RF: My late wife spoke Arabic very well and she worked for Woman’s Own in 1971, part of this involved living with a Sheikh’s wife and she got very close to the harem. She got to know Oman very well and I also got to know it very well as I was working for the Sultan’s Armed Forces out there. So we heard about this and we looked carefully at it to make sure it really did exist and it did. It was on the first map of the world by Ptolemy.

We thought it would be worth looking for and it wouldn’t just fail to exist. And 26 years after we started in 1967 we eventually found it in the early 1990’s after eight major four-wheel drive expeditions over 26 years.

It was amazing when we found it. You have also done serious mountain climbs. Which was the most challenging?

RF: Well, I wanted to get rid of vertigo when I was about 60 and I thought that Everest being the tallest would get rid of it. Actually, the first two times I got to the mountain I got near the top  but not to the top and the third time - when I got to the top - I realised there had not been a single drop. It was all just white shoulder just dropping away from you, not dark drop, which is what tests vertigo. But those climbs raised £6.3 million for Marie Curie.

After that I moved on because the guide said he knew a mountain that would test vertigo, which is much nearer than Everest and therefore much cheaper to train at the weekends called the Eiger.

That was the only other way other to do it, so I am not a proper climber and the aim of six years of doing these climbs ended up with me facing the fact that I wasn’t going to get rid of vertigo. I stopped and went back to horizontal challenges. When you are on an expedition, who calls the shots? Is it one person or a collaborative effort?

RF: It is a bit of both. If the leader is being known as inflexible and dictatorial that can put people off and word will get around and people won’t want to be on something where they are bullied and their opinion doesn’t count for anything.
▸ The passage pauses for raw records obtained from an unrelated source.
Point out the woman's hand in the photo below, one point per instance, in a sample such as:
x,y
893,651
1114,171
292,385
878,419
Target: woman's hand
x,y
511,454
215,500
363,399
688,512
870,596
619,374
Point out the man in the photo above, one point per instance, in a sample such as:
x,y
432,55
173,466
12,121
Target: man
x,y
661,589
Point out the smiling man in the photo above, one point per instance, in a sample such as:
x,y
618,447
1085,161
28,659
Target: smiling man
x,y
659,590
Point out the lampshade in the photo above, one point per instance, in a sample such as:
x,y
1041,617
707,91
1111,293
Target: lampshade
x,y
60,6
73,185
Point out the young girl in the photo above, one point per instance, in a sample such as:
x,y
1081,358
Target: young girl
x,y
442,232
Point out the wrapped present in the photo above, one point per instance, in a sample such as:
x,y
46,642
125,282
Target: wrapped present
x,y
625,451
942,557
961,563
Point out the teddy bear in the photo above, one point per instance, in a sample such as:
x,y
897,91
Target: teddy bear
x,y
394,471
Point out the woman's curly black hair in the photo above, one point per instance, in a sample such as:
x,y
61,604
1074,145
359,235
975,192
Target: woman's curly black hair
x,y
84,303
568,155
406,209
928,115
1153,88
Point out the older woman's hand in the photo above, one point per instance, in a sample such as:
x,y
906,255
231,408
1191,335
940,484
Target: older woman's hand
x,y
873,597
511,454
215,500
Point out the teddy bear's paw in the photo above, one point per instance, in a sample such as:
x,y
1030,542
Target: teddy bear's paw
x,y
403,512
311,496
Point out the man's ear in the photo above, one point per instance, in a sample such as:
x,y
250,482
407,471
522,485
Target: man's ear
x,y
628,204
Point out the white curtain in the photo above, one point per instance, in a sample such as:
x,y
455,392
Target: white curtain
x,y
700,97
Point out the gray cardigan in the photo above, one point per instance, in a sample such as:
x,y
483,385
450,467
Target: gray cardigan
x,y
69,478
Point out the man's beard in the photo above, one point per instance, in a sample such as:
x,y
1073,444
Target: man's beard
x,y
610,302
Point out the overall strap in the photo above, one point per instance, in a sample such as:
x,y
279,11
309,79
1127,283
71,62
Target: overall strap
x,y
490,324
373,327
On the other hand populism doesn’t work in unknown areas full of crevices or sea ice that is behaving badly. You want the person who has the confidence from experience and their decision over whether to go left, right or straight ahead is then based on looking at the problem and having had experience of it beforehand.

So, if you reckon you’ve been in icy conditions of that sort more than anyone else has been then you can suggest to your comrades on that journey that it is better to go one way, rather than the other. You aren’t saying let’s have a democratic meeting to decide which way to go. If however, the white out has gone away and everyone can see what is in front of them then you can put a suggestion forward, democratically, in a beautiful manner, knowing that whatever they choose is going to be OK. What is the most dangerous situation you’ve been in?

RF: It would be Hyde Park in 1982 after we returned from the Transglobe Expedition. We had travelled for three years at 8 miles an hour and the day we got back to Greenwich, somebody bought my wife’s mini to the side of the ship, which delighted her and she said let’s go for a spin. It was really totally terrifying. I wasn’t in control.